Elbit Systems (NASDAQ:ESLT) reported record-breaking financial results for the full year ended December 31, 2025, illustrating the defense contractor's critical role in a volatile global security landscape.
The company achieved annual revenues of $7.94 billion, a 16.3% increase over 2024.
The fourth quarter contributed significantly to this growth, with revenues reaching $2.15 billion, up 11.3% year-over-year.
The performance was characterized by a massive surge in the company's order backlog, which climbed to $28.1 billion—an increase of $5.5 billion over the previous year.
Profitability remained robust despite the operational complexities of the ongoing Middle East conflict.
Elbit reported GAAP net income of $534.3 million and non-GAAP net income of $598 million.
GAAP diluted earnings per share (EPS) stood at $11.39.
A standout metric for the year was the company’s cash generation; Elbit recorded record free cash flow exceeding $550 million, providing the liquidity necessary to navigate supply-chain disruptions and increased production demands.
Management emphasized that the current environment has necessitated a dual focus on immediate delivery and long-term innovation.
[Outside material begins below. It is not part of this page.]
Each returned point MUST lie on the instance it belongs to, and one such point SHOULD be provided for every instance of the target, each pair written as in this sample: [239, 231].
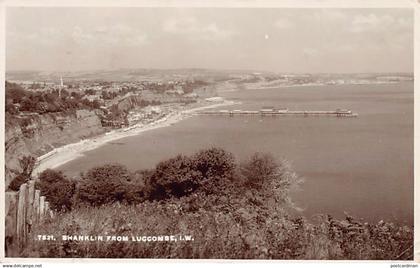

The company invested over $500 million in combined research and development (R&D) and strategic capital expenditures throughout 2025.
These investments are primarily directed toward autonomous systems, electronic warfare, and precision-guided munitions—areas that have seen accelerated adoption due to recent combat lessons.
While the conflict in the Middle East has driven significant domestic demand, it has also introduced challenges, including labor shortages and increased logistics costs.
Looking ahead to 2026, Elbit Systems is focused on scaling its international manufacturing footprint to mitigate regional risks and better serve its growing European and Asian customer base.